Talk politics. New York is one of four states (including California, Colorado and North Dakota) with a lifestyle discrimination statute on the books that prevents employers from firing an employee for their political beliefs. This applies even if your company isn’t based in New York City: Companies that have employees in multiple states or countries have to comply with the laws of all of the jurisdictions in which they operate, says Mintzer.
That said, keep your thoughts on the 2016 presidential election to yourself while you’re on the clock — even if you’re posting your thoughts from your phone, your employer can sanction you for stealing company time if your posts are timestamped during work hours. And if you work in an industry (such as journalism) in which your involvement could construe bias, it’s best to find out the official policy before you announce your affiliation to the world.
Ask for input on unpopular decisions. “Concerted activity” also applies to discussing certain office happenings. For example, did the higher-ups decide to put off reviews and raises . . . again? Discussing working conditions in advance of a meeting with management is an activity that’s protected by the NLRB, whether done virtually or in real life — so technically, a post like that is fair game. However, Mintzer cautions that derogatory or profane-ridden comments can easily cross the line to where the employer could cite “bullying” or “harassment” as grounds for dismissal — which is why it’s best to leave these conversations off the Internet.
You shouldn’t . . .
Snap your “sick” day. It’s not outside the realm of possibility for people in the office to be checking your social media accounts, so make sure you go dark if you call in sick. If your boss finds you hitting the bar or hopping on a flight to Vegas, they have grounds to terminate you for an unauthorized absence, says Robin Bond, founder and managing partner of Wayne, Pa., employment law firm Transition Strategies LLC.

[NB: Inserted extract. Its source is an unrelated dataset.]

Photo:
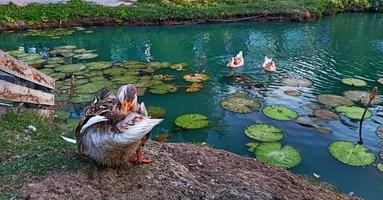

Instagram your office. Unless you’ve been given explicit permission to post from the higher-ups, it’s best to keep pictures under wraps. You may think you’re merely chronicling the holiday decorations in the conference room, but your boss may see that you also captured the mock-ups on the wall for next season’s major project and call you out as leaking confidential info, which is usually a terminable offense, says Bond. And make sure your office walls aren’t offensive: In May, a story photographing the Lilly Pulitzer workplace captured one employee’s cubicle that had fat-shaming cartoons on the wall. When an employer allows you to decorate your own space, harassment or bullying could technically come up as reasons for dismissal if your walls are similarly decorated, say experts.
Complain about an annoying customer or client. Rule of thumb? Pretend all the information you share online can be read by your boss — even if you’re not “friends,” suggests Bond. Under NLRB rules, it is a gray area about what is or is not protected speech online. But even if non-supervisors can legally disparage their company or bosses within the protection of “collective action” about terms and conditions of employment, it doesn’t reflect well upon the writer’s future executive potential — or employability with another firm, reminds Bond. Bottom line: Think twice, and save the snark for your real friends.